Conversion to Judaism: A dangerous monopoly
search

Conversion to Judaism: A dangerous monopoly

Rabbi Leib Tropper’s sudden resignation as head of Eternal Jewish Family, a fervently Orthodox outreach organization, continues to shock us as the lurid allegations of his repeated abuses of confidence and power emerge. We learned that a man who nullified a woman’s conversion for leaving her house “immodestly” wearing pants could use conversion as leverage to coerce other women into providing sexual favors to himself and his cohorts. We learned that someone who vigorously advocated stringent “universal standards” for conversion to Judaism apparently maintained very few standards of his own.

From the Gothic novels of the 1800s to Dan Brown novels and contemporary headlines, there is something compelling about stories of clerics in black, secretive protocols and networks, abuses of power, and massive organizational cover-ups. As the salacious story develops, it is easy to place Tropper alongside any number of similarly disgraced Catholic priests or evangelical preachers.

Beyond the universal storyline, though, the Tropper incident refocused the Jewish community’s attention toward the dangerous hegemony, without oversight or accountability, that the haredi (fervently Orthodox) establishment owns over questions of conversion and Jewish status, both in Israel and the Diaspora.

The Modern Orthodox and Religious Zionist communities have largely ignored the inner workings and policy aims of the haredi sectors. As the Religious Zionist movement migrated — both physically and ideologically — to the settlements and as American Orthodoxy matured into suburbia, both continued to maintain the assumption that all the haredi camp ever wanted were exemptions from army service and funding for its yeshivot.

Quietly, though, the haredi leadership aimed its own political focus toward merging its own religious infrastructure with Israel’s State Rabbinate and religious court system. To be married or divorced in Israel, where civil marriage does not exist, or to make aliya under the Law of Return, a Jew by choice must prove his or her Jewish status. By setting the standards for that Jewish status, especially in terms of conversions, the haredi establishment can effectively delegitimize any interpretations — or interpreters — of Judaism or Halacha other than its own. Scarier, the non-involvement by other groups left a vacuum easily exploited by extremist and sometime corrupt elements.

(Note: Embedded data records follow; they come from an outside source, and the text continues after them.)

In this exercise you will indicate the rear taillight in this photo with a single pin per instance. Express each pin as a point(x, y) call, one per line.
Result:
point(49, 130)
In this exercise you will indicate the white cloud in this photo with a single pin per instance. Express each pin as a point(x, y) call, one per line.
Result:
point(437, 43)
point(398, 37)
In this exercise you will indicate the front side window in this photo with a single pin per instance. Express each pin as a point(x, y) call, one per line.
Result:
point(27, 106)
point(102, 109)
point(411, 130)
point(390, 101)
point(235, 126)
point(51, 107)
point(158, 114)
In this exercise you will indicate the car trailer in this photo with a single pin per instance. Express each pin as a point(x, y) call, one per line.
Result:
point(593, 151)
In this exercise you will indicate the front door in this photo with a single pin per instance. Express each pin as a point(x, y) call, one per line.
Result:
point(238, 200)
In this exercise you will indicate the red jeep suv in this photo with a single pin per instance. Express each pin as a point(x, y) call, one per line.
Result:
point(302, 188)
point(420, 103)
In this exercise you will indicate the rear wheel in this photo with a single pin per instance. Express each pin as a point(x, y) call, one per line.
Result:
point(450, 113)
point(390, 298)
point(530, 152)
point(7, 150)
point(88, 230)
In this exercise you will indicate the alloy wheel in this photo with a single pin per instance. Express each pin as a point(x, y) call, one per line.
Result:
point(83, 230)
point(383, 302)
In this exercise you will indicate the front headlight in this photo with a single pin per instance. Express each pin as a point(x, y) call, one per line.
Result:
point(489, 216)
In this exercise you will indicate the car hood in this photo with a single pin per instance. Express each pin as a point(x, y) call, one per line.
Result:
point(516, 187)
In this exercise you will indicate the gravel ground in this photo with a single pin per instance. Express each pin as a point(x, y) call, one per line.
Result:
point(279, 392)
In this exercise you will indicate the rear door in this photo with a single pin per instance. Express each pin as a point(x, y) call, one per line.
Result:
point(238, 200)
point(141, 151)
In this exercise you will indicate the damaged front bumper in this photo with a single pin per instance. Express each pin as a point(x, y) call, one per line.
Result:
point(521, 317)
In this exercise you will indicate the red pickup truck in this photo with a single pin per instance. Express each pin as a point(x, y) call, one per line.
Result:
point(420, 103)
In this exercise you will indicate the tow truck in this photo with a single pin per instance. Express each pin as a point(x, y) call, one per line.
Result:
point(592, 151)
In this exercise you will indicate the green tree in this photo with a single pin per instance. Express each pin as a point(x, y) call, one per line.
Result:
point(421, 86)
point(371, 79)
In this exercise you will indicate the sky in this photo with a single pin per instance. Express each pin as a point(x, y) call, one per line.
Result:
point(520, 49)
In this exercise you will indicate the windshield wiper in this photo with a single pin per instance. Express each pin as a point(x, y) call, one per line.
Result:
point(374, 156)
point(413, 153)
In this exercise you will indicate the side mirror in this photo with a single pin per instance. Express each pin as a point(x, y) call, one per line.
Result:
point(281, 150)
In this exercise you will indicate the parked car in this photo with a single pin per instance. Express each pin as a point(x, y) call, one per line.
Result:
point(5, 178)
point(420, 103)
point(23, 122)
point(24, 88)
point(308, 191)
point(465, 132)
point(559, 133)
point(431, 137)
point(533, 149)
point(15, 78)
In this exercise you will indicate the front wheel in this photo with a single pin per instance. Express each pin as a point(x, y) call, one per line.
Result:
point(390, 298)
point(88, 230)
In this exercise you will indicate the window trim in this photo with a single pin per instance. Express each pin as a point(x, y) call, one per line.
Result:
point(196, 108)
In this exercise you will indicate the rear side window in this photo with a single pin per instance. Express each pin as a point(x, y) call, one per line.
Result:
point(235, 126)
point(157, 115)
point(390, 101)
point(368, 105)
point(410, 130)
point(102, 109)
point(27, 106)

In 2006, a number of haredi activists, Tropper among them, lobbied Israel’s Chief Sephardic Rabbi Shlomo Amar, promoting suspicion of the Modern Orthodox rabbinate and its conversion standards. The Chief Rabbinate re-evaluated Israel’s policy of accepting Orthodox conversions from the United States. Amar concluded, drastically, that conversions performed by nearly all 1,000 members of the Rabbinical Council of America, the nation’s main body of Modern Orthodox rabbis, would no longer be considered legitimate in Israel. Following tense negotiations with the Chief Rabbinate, the RCA restructured its own conversion policy, limiting conversions to a much smaller number of rabbis working within an approved centralized system.

Last year, a three-judge panel in Israel’s Great Rabbinical Court retroactively nullified thousands of conversions officiated by Rabbi Chaim Druckman, a leader within the Religious Zionist movement who had been working extensively with the waves of Russian immigrants to Israel following the collapse of the Soviet Union. Bitter controversy erupted. The unprecedented decision was a “shock-and-awe” demonstration of the full power of the haredi leadership, backed by Israel’s government bureaucracy. The situation has yet to be fully resolved, leaving literally thousands of Israeli citizens in limbo.

And so, even as Israel has emerged as the center of innovative Jewish philosophy and creative thought, the most sensitive question of all — Who is a Jew? — is, astoundingly, being dictated by a segment that does not accept the religious legitimacy of Zionism and its adherents to begin with. Now, when we most need successful communication between our camps to mutually resolve these crucial issues, we find ourselves facing counterparts who seem foreign and inaccessible. After years of ignoring the driving forces within the haredi world, we are frustrated that it is closed and almost incomprehensible to us.

Eternal Jewish Family’s website contains a statement on its home page stating that EJF is continuing its full slate of international programs, although its rabbinic leadership is being restructured. If we take anything away from the Leib Tropper allegations, it is that the inner workings of EJF and similar organizations at the heart of the conversion controversy cannot continue to be internal haredi concerns.

The system breaking down under our watch would have been embarrassing enough. That it happened while we were looking the other way is simply dumbfounding.